Search code examples
gitvisual-studioazure-devops

Must delete massive inadvertent checkin from remote git repo


My situation is that a massive, 2GB file has been inadvertently pushed to our remote git repo on Azure DevOps. I noticed this when reviewing the pull request.

I cannot have a file that big in my repo and need to delete it. From the history as well. I don't want someone cloning the repo to pull down a pointless 2 GB file

The checkin is still on a branch. It has not been merged to the master. But it is on the remote repo

As long as nobody else is using this branch, is it safe for my user to do a git reset on this branch? I'm told that a git revert will not delete the file from the history and that I need a git reset.

Is this my path to a fix?


Solution

  • I'm told that a git revert will not delete the file from the history and that I need a git reset. Is this my path to a fix?

    Mostly, yes. The user should rewrite their branch such that the large file no longer exists in any commit on that branch. There are a few different ways to do this, and reset is one of them. Presumably their are other changes on the branch that the user still needs, so you can make a commit that deletes the file, and then interactive rebase and squash the delete commit into the commit that added the file. Regardless of what method you use to rewrite the branch, you'll need to simply force push that branch out to update the PR.

    Note there are some caveats here:

    1. Once the repo doesn't have any refs (e.g. branches, tags, etc.) pointing to the big bad commit, all new clones won't contain the large file, but it won't instantly disappear from all the existing copies of the repo that already fetched that commit. It will eventually get garbage collected, but after the branch is force pushed I would recommend figuring out the exact command(s) you need to either force a gc or prune that commit from your repo, test it, and share the instructions with the rest of your users.
    2. Azure DevOps might never delete that commit, even if it has been removed from all local copies of the repo. In other words, the commit will be orphaned on the server, probably forever. If you know the commit ID, or any historical PR (even abandoned) that referenced it, you will still be able to navigate to, and access the original commit.
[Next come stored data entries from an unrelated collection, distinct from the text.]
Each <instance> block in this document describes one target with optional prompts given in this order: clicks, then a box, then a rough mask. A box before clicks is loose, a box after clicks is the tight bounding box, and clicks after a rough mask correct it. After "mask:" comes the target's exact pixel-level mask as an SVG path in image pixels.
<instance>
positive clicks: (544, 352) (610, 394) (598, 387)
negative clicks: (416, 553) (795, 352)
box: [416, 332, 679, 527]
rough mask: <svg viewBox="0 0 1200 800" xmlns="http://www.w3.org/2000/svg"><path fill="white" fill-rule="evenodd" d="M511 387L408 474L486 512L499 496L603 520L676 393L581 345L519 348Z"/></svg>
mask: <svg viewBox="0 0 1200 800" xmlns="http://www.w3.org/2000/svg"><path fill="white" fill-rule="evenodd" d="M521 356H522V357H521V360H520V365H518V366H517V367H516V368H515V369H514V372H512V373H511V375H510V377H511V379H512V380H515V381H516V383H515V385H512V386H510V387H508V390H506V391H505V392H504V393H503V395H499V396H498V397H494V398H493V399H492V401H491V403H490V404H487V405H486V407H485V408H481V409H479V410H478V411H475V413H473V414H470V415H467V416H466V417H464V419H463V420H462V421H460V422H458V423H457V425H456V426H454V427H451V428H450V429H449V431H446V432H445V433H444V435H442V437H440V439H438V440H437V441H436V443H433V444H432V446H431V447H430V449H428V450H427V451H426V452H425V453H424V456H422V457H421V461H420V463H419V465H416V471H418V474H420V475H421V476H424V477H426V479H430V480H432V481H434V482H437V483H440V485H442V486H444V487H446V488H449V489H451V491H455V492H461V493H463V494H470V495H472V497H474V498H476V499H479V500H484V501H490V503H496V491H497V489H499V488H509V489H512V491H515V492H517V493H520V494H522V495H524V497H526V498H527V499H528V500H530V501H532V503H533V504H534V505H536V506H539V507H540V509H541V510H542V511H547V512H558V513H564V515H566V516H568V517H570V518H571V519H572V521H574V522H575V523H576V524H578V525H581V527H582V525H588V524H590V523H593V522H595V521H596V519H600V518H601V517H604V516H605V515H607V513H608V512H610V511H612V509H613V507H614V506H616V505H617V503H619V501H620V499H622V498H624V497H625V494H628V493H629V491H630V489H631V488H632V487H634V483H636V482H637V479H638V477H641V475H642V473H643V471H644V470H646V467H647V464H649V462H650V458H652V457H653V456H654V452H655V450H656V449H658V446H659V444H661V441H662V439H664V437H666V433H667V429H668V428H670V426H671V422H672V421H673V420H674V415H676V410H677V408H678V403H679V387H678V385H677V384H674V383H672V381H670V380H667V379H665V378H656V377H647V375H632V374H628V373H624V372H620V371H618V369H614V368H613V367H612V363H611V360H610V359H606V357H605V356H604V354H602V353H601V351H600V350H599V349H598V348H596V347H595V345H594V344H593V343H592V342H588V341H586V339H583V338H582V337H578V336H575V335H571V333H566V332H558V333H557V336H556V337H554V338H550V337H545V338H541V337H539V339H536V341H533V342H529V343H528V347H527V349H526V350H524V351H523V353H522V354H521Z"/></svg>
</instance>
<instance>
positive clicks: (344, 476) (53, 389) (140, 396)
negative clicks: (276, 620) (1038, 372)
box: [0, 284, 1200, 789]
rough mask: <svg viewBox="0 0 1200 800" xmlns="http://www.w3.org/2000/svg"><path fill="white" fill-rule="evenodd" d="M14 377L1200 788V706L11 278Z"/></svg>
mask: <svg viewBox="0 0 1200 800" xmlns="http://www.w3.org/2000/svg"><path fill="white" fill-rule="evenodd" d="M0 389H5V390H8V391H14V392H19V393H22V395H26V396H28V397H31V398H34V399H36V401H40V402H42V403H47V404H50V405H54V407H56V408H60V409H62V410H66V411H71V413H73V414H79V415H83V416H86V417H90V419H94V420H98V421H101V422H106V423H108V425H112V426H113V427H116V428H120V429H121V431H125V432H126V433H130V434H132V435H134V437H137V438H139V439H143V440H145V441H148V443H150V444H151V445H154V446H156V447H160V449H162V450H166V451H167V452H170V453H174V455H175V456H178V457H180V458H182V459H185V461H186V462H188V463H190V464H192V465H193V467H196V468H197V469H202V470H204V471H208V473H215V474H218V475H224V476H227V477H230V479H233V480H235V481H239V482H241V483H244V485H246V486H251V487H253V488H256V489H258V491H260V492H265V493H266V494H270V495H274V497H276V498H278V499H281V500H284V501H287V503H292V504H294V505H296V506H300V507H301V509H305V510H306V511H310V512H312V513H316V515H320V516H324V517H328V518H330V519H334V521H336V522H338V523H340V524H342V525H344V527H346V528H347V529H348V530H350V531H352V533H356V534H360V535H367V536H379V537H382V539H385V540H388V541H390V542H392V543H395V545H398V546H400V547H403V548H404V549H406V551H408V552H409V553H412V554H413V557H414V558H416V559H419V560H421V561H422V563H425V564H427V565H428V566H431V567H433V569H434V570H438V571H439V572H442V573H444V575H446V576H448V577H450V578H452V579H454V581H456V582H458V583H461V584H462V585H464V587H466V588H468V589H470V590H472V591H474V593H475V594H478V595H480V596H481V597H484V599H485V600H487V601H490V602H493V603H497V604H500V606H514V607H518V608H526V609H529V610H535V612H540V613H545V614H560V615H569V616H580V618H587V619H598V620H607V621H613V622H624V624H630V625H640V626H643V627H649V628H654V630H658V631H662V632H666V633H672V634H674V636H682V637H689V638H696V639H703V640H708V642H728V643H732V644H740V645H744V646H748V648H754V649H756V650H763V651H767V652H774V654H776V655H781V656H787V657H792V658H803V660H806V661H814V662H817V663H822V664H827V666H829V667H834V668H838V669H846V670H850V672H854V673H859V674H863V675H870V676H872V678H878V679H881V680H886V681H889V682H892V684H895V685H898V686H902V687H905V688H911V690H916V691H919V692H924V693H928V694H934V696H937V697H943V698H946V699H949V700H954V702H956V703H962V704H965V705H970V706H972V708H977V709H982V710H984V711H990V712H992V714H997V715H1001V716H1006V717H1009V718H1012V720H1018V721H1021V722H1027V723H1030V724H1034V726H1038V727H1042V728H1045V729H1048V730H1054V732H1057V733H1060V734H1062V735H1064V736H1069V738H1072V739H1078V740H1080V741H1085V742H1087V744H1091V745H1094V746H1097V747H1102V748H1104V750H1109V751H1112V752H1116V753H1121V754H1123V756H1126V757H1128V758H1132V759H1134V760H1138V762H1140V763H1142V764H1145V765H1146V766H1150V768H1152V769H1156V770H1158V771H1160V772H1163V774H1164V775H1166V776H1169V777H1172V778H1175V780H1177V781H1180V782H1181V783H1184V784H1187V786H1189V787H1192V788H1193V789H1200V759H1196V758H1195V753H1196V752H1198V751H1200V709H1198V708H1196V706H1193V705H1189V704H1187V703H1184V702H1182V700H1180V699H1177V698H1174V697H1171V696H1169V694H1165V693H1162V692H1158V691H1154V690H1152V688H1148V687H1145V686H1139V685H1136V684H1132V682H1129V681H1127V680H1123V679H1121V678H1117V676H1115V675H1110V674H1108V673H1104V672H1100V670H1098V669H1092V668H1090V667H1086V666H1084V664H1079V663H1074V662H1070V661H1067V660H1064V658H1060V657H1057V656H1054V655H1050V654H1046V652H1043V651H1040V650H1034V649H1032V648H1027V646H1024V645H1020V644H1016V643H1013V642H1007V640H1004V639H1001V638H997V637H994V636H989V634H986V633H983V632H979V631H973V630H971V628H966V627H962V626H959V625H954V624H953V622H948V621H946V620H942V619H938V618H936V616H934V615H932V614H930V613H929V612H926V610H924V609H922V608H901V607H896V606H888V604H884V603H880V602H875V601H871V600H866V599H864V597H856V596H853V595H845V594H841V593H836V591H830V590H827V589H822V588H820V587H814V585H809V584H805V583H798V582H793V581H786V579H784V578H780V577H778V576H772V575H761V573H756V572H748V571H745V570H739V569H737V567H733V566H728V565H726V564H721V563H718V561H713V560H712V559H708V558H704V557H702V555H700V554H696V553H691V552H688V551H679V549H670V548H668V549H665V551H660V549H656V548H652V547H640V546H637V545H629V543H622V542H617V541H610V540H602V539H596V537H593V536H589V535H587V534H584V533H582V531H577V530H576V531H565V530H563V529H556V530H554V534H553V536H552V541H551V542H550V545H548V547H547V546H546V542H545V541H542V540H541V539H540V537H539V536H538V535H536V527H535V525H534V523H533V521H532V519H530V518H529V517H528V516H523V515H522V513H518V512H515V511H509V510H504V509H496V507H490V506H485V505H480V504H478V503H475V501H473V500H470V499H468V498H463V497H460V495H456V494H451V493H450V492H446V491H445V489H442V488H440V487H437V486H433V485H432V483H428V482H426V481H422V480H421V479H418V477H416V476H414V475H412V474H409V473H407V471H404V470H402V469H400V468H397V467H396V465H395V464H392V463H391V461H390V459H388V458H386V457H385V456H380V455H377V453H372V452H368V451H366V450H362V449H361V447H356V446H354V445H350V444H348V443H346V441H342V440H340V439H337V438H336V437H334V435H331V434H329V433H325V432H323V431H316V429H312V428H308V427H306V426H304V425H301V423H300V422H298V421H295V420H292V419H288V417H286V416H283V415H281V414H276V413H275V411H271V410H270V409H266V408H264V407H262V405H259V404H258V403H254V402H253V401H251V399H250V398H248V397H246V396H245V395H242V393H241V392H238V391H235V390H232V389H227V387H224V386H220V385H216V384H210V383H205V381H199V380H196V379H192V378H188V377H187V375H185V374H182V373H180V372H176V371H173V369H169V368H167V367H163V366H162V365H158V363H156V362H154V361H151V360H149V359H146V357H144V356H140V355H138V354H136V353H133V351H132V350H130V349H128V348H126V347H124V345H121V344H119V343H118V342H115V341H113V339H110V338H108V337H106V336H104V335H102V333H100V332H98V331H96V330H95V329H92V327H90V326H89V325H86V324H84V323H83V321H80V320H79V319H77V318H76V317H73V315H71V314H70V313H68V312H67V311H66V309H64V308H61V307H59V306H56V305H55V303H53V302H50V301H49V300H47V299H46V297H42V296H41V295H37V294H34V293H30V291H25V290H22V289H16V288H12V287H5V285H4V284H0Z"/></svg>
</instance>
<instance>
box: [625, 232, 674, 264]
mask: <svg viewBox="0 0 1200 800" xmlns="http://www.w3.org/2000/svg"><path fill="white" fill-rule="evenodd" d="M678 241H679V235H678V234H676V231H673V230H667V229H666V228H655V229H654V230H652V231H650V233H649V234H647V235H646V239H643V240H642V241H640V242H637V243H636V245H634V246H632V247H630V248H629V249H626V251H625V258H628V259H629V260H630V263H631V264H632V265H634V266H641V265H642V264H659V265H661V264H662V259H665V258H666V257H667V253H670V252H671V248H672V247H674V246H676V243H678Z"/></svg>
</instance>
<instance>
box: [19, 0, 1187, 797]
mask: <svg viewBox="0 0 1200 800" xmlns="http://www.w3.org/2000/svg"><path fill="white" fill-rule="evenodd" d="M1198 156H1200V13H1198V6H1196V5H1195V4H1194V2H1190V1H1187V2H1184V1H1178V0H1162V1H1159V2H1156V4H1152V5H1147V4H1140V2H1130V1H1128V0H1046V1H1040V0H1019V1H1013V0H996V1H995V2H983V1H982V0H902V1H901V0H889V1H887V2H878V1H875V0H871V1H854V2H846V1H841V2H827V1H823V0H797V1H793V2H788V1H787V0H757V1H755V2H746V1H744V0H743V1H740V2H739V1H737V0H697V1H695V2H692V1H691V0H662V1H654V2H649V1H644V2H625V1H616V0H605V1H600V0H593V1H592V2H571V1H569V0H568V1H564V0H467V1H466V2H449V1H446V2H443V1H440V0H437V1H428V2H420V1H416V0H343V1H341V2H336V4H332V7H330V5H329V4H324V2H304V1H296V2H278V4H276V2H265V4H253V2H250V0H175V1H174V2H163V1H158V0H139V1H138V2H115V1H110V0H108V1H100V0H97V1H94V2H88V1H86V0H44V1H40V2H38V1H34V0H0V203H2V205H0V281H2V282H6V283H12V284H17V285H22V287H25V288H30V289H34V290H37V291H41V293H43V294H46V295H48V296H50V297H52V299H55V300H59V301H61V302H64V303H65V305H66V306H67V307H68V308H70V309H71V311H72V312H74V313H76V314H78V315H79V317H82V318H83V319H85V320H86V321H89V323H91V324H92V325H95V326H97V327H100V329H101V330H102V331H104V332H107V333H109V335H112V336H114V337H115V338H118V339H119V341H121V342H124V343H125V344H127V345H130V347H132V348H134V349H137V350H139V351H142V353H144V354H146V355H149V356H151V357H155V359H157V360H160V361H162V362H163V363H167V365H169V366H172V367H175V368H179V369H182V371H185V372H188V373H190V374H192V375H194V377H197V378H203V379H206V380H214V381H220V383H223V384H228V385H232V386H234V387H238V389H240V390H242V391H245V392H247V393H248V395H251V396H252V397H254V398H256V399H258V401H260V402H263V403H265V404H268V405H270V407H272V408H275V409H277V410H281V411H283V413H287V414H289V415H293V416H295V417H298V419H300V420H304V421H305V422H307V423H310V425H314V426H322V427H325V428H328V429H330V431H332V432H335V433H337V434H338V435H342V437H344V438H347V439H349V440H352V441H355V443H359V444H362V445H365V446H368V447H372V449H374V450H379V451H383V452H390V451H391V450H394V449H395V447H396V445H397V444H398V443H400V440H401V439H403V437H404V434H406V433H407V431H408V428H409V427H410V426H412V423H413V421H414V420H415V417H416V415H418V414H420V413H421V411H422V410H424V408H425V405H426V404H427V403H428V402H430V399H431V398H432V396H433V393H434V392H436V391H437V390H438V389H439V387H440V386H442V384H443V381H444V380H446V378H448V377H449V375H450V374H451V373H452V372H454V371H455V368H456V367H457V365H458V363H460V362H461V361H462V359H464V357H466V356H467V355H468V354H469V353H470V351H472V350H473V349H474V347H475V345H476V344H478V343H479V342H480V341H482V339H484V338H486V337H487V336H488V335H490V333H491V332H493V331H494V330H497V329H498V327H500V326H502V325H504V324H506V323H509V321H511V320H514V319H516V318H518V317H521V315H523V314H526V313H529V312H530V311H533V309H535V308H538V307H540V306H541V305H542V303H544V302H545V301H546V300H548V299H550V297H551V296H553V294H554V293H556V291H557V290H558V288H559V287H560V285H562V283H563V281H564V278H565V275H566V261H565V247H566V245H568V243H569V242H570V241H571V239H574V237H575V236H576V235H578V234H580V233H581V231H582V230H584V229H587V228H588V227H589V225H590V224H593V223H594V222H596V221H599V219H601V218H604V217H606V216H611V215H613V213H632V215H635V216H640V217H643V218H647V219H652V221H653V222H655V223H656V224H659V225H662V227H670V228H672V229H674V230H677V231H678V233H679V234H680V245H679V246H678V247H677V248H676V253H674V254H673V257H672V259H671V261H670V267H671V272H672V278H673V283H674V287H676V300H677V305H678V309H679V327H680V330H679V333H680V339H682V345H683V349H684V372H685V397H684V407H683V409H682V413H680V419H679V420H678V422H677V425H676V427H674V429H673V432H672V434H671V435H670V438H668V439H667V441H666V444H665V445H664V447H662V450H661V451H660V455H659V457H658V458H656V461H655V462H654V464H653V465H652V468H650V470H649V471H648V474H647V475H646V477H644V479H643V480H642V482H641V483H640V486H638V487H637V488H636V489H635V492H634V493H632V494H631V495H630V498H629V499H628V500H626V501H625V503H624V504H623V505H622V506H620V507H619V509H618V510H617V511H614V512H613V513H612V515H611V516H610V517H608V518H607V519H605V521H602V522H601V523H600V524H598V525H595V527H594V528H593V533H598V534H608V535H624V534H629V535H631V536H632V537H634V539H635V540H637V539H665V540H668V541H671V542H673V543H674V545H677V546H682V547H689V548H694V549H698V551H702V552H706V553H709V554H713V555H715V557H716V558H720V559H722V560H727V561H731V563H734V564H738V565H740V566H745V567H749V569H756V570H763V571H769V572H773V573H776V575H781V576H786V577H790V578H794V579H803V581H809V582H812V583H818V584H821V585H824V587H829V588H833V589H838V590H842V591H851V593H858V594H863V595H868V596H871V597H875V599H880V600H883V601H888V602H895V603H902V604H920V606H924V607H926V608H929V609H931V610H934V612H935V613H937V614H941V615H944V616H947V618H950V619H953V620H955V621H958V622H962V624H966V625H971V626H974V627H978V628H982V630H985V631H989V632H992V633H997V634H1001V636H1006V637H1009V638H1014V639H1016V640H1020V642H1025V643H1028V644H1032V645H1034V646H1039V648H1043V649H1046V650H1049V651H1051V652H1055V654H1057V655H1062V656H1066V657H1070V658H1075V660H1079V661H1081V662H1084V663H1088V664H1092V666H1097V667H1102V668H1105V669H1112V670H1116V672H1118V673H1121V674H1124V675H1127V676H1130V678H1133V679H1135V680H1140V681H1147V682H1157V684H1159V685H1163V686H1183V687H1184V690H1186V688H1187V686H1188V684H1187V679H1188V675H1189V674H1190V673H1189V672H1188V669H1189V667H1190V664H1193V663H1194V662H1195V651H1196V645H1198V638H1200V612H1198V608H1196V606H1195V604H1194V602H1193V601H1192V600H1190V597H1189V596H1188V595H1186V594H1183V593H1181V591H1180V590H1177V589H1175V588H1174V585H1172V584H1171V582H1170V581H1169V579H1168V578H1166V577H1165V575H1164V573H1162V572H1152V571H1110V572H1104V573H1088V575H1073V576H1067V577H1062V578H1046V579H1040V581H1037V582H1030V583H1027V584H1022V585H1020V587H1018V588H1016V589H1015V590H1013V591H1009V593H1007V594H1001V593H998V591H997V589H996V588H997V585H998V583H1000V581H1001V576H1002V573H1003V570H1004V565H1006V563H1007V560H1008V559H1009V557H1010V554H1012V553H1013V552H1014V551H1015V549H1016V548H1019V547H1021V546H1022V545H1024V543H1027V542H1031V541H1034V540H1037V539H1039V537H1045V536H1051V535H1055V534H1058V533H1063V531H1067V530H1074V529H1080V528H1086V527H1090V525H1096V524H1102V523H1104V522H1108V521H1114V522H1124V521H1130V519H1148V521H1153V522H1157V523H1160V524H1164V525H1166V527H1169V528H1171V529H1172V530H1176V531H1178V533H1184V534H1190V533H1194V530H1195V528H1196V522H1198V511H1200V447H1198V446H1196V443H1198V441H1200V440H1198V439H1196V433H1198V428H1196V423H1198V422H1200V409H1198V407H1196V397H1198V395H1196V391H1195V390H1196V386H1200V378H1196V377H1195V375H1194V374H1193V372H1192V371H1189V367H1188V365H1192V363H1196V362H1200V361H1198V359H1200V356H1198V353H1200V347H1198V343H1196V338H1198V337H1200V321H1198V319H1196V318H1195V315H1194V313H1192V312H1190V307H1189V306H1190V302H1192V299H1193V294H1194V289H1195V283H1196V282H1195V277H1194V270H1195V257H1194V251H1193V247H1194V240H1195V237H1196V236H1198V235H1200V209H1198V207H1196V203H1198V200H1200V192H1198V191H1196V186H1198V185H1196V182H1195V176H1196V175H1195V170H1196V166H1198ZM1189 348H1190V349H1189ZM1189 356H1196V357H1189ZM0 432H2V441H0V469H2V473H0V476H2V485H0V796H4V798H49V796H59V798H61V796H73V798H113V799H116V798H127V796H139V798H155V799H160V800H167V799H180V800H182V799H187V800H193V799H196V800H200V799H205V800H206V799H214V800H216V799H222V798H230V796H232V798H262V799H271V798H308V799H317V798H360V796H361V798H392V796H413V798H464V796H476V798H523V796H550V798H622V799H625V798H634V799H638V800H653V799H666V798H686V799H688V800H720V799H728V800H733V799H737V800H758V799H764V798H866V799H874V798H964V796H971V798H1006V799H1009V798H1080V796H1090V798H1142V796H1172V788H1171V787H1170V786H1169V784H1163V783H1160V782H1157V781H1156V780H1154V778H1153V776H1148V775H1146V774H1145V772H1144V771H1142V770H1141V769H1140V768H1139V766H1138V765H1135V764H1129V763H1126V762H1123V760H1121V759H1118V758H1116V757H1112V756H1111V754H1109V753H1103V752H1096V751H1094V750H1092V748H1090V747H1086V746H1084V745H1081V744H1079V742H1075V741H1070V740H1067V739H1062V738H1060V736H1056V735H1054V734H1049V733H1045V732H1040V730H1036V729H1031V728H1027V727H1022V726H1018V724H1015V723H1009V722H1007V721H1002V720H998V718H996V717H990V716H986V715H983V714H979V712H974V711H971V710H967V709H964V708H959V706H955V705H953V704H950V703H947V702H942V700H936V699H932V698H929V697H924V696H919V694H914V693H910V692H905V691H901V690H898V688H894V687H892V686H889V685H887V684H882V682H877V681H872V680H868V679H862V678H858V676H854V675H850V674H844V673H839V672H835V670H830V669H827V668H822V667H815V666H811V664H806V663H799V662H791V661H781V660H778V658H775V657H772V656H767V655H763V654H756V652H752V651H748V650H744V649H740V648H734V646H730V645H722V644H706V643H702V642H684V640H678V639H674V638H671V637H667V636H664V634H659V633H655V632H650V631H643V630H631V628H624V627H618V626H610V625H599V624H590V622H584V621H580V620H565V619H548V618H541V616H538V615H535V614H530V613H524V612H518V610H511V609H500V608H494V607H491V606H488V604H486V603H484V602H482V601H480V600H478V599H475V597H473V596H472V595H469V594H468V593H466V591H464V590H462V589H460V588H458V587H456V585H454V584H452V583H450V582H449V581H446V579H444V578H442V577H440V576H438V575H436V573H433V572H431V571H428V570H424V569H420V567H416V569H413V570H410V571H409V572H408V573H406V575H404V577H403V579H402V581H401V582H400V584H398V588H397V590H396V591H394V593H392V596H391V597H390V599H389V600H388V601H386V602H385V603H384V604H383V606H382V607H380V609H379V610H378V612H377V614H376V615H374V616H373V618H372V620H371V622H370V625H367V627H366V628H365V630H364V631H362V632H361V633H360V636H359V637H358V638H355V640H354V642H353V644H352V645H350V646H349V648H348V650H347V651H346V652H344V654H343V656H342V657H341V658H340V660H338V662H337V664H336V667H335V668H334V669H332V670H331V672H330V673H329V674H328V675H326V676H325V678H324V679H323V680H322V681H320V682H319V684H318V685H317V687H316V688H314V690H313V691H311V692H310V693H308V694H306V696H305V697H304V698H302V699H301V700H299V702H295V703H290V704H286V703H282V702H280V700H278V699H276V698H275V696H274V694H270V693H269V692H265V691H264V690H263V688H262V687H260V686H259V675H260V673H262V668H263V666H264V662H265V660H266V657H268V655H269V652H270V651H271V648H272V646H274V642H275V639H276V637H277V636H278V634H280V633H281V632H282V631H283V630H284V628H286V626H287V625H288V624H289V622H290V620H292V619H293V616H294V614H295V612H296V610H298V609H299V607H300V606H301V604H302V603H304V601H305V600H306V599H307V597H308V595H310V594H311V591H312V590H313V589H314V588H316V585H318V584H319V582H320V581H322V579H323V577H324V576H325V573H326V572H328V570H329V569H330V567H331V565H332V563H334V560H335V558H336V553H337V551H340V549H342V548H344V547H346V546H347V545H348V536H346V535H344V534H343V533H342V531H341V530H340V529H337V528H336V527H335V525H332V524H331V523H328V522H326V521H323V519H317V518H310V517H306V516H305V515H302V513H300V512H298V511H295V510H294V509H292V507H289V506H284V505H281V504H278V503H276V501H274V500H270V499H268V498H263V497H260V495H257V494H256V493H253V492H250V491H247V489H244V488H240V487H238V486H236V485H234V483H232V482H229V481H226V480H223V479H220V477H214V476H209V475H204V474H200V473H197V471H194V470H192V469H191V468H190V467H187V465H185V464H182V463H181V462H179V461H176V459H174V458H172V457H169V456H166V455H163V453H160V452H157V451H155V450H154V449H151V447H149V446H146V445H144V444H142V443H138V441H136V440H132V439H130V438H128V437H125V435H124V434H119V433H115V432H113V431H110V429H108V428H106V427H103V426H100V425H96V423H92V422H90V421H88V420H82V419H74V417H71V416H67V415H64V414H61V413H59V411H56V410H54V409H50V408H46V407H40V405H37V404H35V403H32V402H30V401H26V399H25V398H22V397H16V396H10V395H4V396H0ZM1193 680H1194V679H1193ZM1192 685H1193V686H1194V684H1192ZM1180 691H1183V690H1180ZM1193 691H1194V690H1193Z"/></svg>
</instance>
From there you could even "revive" the commit by creating a remote branch at that commit, which would make the file reappear in fetches and clones. The fact that this capability exists normally shouldn't be a concern, but if the fact that the file is never truly deleted from the remote server is a problem for you, you may have to involve MS support to see if they can somehow prune that commit from the history. (Note whether this is possible may also depend on whether you're using AzDO Server or Services.)

    Tip: In AzureDevOps, under Project Settings->Repositories, there are options for the entire system and also each individual repo, where you can set the Maximum file size that can be pushed. I recommend you enable that setting to a sensible option. I would also recommend setting it a little too low rather than too high, since you can temporarily disable the setting in the rare instance they need to purposefully push something above the limit. (Of course, this assumes it will be rare enough that an admin temporarily disabling and reenabling afterwards won't be a bottleneck or annoyance to developers.)